Michael E Andrew PhD, serves as senior statistician for the Biostatistics and Epidemiology Branch of the Health Effects Laboratory Division, of the National Institute for Occupational Safety and Health (NIOSH) at the Centers for Disease Control and Prevention (CDC). His research interests include cardiovascular disease epidemiology with recent focus on associations of workplace stressors with autonomic dysfunction as measured by heart rate variability, and protective factors related to workplace stressors.
Tara A. Hartley PhD, MPA, MPH is an Epidemiologist in the Biostatistics and Epidemiology Branch, Health Effects Laboratory Division of the National Institute for Occupational Safety and Health. Dr. Hartley earned masters’ degrees in public administration and public health and a doctoral degree in public health sciences from West Virginia University. She has been a member of the BCOPS Study research team since 2004. Her research interests have focused on the role of workplace stress in the development of subclinical cardiovascular disease, and the use of novel biomarkers for identifying cardiovascular and metabolic diseases in epidemiologic research.

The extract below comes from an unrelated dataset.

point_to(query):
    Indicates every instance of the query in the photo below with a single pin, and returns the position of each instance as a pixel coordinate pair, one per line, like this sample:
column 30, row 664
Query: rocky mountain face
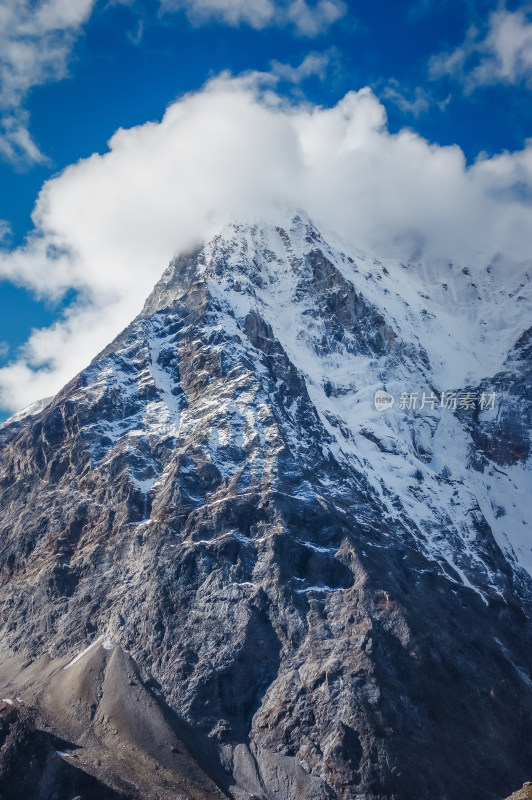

Luenda E. Charles PhD, MPH is a senior Epidemiologist/Health Scientist with the National Institute for Occupational Safety and Health at the Centers for Disease Control and Prevention. She obtained a Master of Public Health degree in Occupational and Environmental Health from Emory University, Atlanta, Georgia, and a PhD in Epidemiology from the University of North Carolina, Chapel Hill, North Carolina. Previous research involved occupational and environmental factors associated with cancer. Her current research focuses on investigations of occupational exposures with sub-clinical cardiovascular disease and other health problems.
Ja K. Gu MSPH, is a statistician in the Biostatistics and Epidemiology Branch, Health Effects Laboratory Division, National Institute for Occupational Safety and Health. He received a MSPH in Biostatistics from the University of South Carolina at Columbia and worked traumatic brain injury and spinal cord injury cohort research in South Carolina Department of Disability and Special Needs and Medical University of South Carolina for 8 years. He has worked with the Buffalo Cardio-Metabolic Occupational Police Stress (BCOPS) Study since 2008, providing data management assistance and statistical analysis. In addition, he has provided guidance and assistance to NIOSH scientists in statistical methods. His research interests are obesity, injury, and physical activity in US workers, especially workers in the protective service.
John M. Violanti PhD, is a research professor in the department of Epidemiology & Environmental Health, State University of NY at Buffalo, NY. His research focuses primarily on police stress and trauma, health and suicide.
Footnotes
Declaration of interest
The authors report no conflicts of interest. The authors alone are responsible for the content and writing of the paper.